Farmer picks fine instead of tomatoes

Don Nelson -
Safety First
- 30 Aug 2007 ( #325 )
3 min read
Don Nelson is a collision investigator for Ground Force Training Inc, of Hamilton, Ontario, Canada. Email or visit
Ongoing initiatives imposed by Ontario's Ministry of Labour include the assurance of a safer workplace - even when that workplace happens to be a local farm. Not a forklift incident, no; but rest assured, there are forklifts or reasonable facsimiles hard at work on almost any farm and the rules and procedures will apply.

I had to share this report from the ministry's website as a stark reminder that unless all "reasonable" precautions have been taken to avoid workplace accidents and/or injuries, someone WILL pay.

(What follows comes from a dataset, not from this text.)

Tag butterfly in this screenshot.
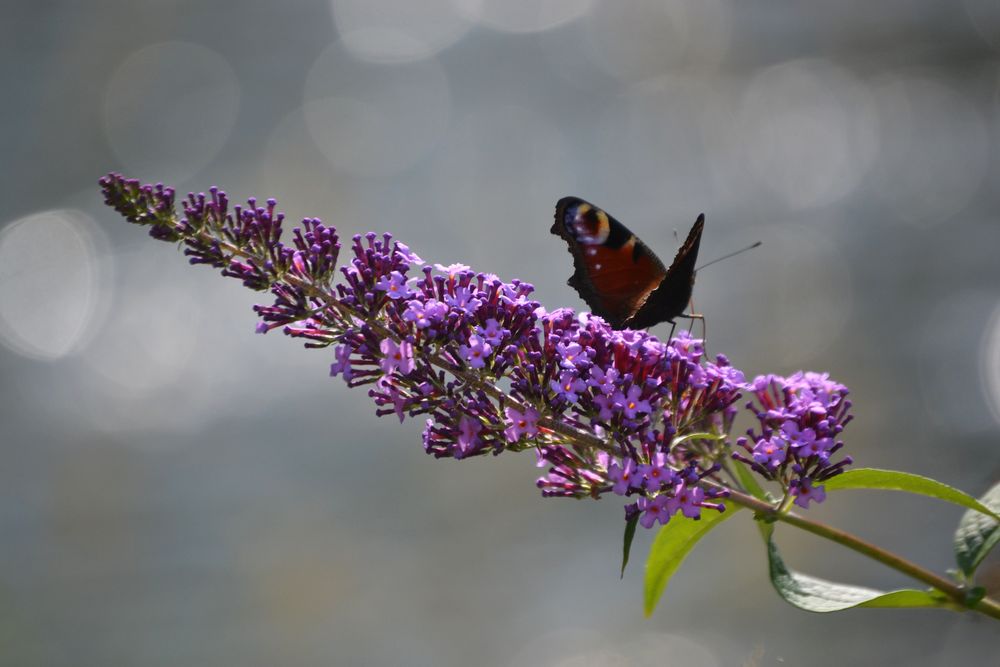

The ministry website includes the following report:
"A Leamington farmer was fined $5,000 today for a violation of the Occupational Health and Safety Act (OHSA) that resulted in an ankle injury to a young employee.
On September 22, 2006, a worker was standing on a tyre of a 'tomato harvester' (a large petrol-powered vehicle with platforms on each side where workers stand as they harvest tomatoes) when the harvester began reversing.
The worker's legs became caught between the tyre and a metal plate resulting in a broken left ankle. Just prior to the incident, the worker had been helping to pick tomatoes when a chain that was driving a conveyor became jammed. Tomatoes are pulled onto the conveyor which runs through the harvester. The incident occurred at a field at 131 County Road 8 in Leamington.
A Ministry of Labour investigation found the worker had climbed onto the tyre to help search for the source of the conveyor jam. When the problem was not located, M. Douglas Stockwell, who owned the harvester, advised he was going to reverse the harvester for a short distance. Stockwell thought the worker on the tyre had heard him, but the worker had not and continued to stand on the tyre. The ministry found that no formal procedures were in place for the cleaning, maintenance and operation of the harvester and that Stockwell did not ensure the worker was in a safe position before moving the harvester.
M. Douglas Stockwell pleaded guilty, as an employer, to failing to develop and implement a procedure for cleaning, maintaining and operating the tomato harvester and failing to ensure the tomato harvester was not moved until all workers were in a safe position. This was contrary to Section 25(2)(h) of the OHSA. (From June 30, 2006, OHSA coverage was extended to farming operations for the first time).
The fine was imposed by Justice of the Peace Holly Debacker of the Ontario Court of Justice in Leamington. In addition, the court imposed a 25% victim fine surcharge, as required by the Provincial Offences Act.
The surcharge is credited to a special provincial government fund to assist victims of crime."

It is important to note that a workplace accident or injury does not have to occur in order for the MOL to impose fines for violations. A routine MOL audit may still result in discovered violations of the OHSA. Every company in Ontario is subject to this legislation, and must be able to prove that an appropriate "Due Diligence" process has been undertaken to protect employees from workplace injuries; primarily employee training, and the proper documentation thereof.